A Wikileaks cable shows that by late 2009 air safety regulation in Australia was so deficient that the country risked being downgraded to third world status, and that this would have compelled the US authorities to terminate the Qantas code share with American Airlines and disallow new services between Australia and the US by V Australia.

The cable was posted on the Professional Pilots Rumour Network by user ‘Sunfish’ earlier this morning and was sent by the US Embassy in Canberra to various parties in the US Government and its aviation safety administration on December 7, 2009.

It was sent soon after an audit by a US Federal Aviation Administration team of CASA between November 30 and December 4, 2009, to determine if Australia met the standards required to remain a top tier state under the rules of  the UN body, the International Civil Aviation Organisation or  ICAO.  CASA failed to satisfy that preliminary audit.

The FAA team had arrived in Canberra late in November 2009  to follow up on earlier adverse findings by ICAO inspectors, which had been reported in May 2009 in Plane Talking, here and here. 

The cable details a scenario in which an Australian air safety administration downgrade could have been subsequently confirmed by the end of February last year and officially published by the FAA in mid March.

This was however averted by what Plane Talking understands to have been diplomatic pressure in Washington DC and a sharp rise in funding for CASA under its new director of air safety John McCormick stapled to an extensive set of commitments to remedial actions which CASA continues to work on meeting and sustaining.

CASA is in the midst of unprecedented regulatory reform and is clearly working to very tough deadlines to fix what is not widely acknowledged to have been decades of incompetence and neglect but which were bad enough for the FAA downgrade to be described in the cable as a worst case scenario that could have been confirmed publicly  by the US regulator as early as March of last year.

Since this close call CASA has demonstrated its toughness by suspending Tiger Airways flights in July and early August of this year and is been reported here as having threatened other larger Australian carriers with the issuance of a show cause notice against their air operator certificates unless they promptly respond to and comply with any of its concerns as or when they arise.

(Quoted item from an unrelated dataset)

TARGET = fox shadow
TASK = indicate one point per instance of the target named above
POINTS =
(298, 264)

Under US laws, American airlines are not allowed to put their booking codes over services flown by the airlines of countries with inadequate or ineffective administration of air transport safety standards.  Nor are the airlines of such countries allowed to fly new services to the US, and those that were already being flown would come under enhanced surveillance and safety compliance checking by FAA inspectors.

The consequences for both Qantas and Virgin Blue subsidiary V Australia of such a downgrade of Australian air safety standards from Level 1 to Level 2 early in 2010 as indicated in the leaked cable would have been commercially disastrous.

The FAA audit that Australia initially failed to satisfy came after decades in which the Australian policy setting had been to trust the major carriers to do the right thing, and to devote disproportionate CASA resources to prosecuting breaches by general aviation and third tier regional operations.

However even there CASA had been a failure, as demonstrated by its determined unwillingness to impose safety compliance on the known yet tolerated dangerous operations of Transair before one of its flights crashed on approach to the Lockhart River strip in  far northern Queensland in 2005, killing all 15 people on board.

That accident, a rising sense of unease over serious Qantas and Jetstar incidents, and the FAA process that followed up and confirmed the ICAO findings, had all set up CASA for serious change by the time the 2010 Federal Budget threw long overdue additional funding at the safety regulator.

In May 2009, after being leaked the ICAO findings that lead to the FAA actions, Plane Talking reported:

The International Civil Aviation Organisation (ICAO) audit of safety oversight in Australia isn’t a pretty read.

There are a number of findings about the regulator, the Civil Aviation Safety Authority (CASA) and the Australian Transport Safety Bureau (ATSB), the incident and accident investigator, and AirServices Australia, that reflect poorly on their performance, and therefore on their governmental and managerial oversight.

… for close on ten years prior to this (ICAO) audit the safety leadership and diligence of Australia in terms of air safety standards was a myth, and more the result of luck than rigor.

With luck, and hard work, the luck referred to will not run out before the CASA reforms are completed.